A recent systematic literature review of physician suicide confirmed that doctors now have the highest suicide rate of any profession and stated that:
“It’s very surprising that the suicide rate among physicians is higher than among those in the military, which is considered a very stressful occupation.”
This may not be so surprising to those who have worked in both professions, and here is some inside information confirming the truth of this and offering some insight as to why medical training is more stressful than the army…
Part of the joy of my job is that I get to work with medical students from various universities and teach them something about eyes. I love eyes, and I love teaching medical students. They are bright and fresh-faced, full of life, and still filled with enthusiasm for medicine and for people. They love learning with me – and learning that it is possible to live in such a way that you can work as a doctor and still be full of joy and enthusiasm for medicine and for life after 30 years of practice – and I love to hear them share stories of themselves and their lives.
One such story brought me to a stop.
One of the students had previously been in the army. He said that preparing for medical exams was more stressful than going into active duty.
He explained that in the army, you are progressively prepared to do your job, which is to fight the enemy. You are selected and trained with great rigour, and step-by-step prepared for what you are going to face. You are not just an individual, going it alone, but part of a team, working together towards a common goal, against a common enemy (albeit fellow human beings). And if you fall, there are systems in place to take care of you, and your family if need be, for it is recognised that this is a dangerous job and not everyone is going to make it.

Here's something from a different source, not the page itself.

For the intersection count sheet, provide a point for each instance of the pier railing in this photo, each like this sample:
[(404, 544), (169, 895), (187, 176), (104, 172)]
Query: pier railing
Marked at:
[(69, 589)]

In medicine, who is the enemy?
The enemy is each other. Medicine is highly competitive – to get into it, to get through it, and to specialise, if that is your choice. You are fighting each other for a place in medical schools, hospitals, and specialty training programmes. There is little to no sharing, of information, of resources, of ourselves, with each other.
You are thrown in the deep end at times. In theory, we are taught everything before we do it, but in practice, it does not always work out that way. Even the old adage of ‘see one, do one, teach one’ sometimes skips the first step. We can at times, especially in the early days, find ourselves in situations where we have little clue as to what to do, and someone’s life is at stake, and we just have to do the best we can.
And the enemy is ourselves, and our own beautiful, tender, bodies and beings. Should we not be able to take the strain, physically, mentally or emotionally, and should we falter or fall, not only will we not be supported in full, but we may be shunned, shamed, punished, kicked out, and some of us end up depressed, substance addicted, and even suicidal.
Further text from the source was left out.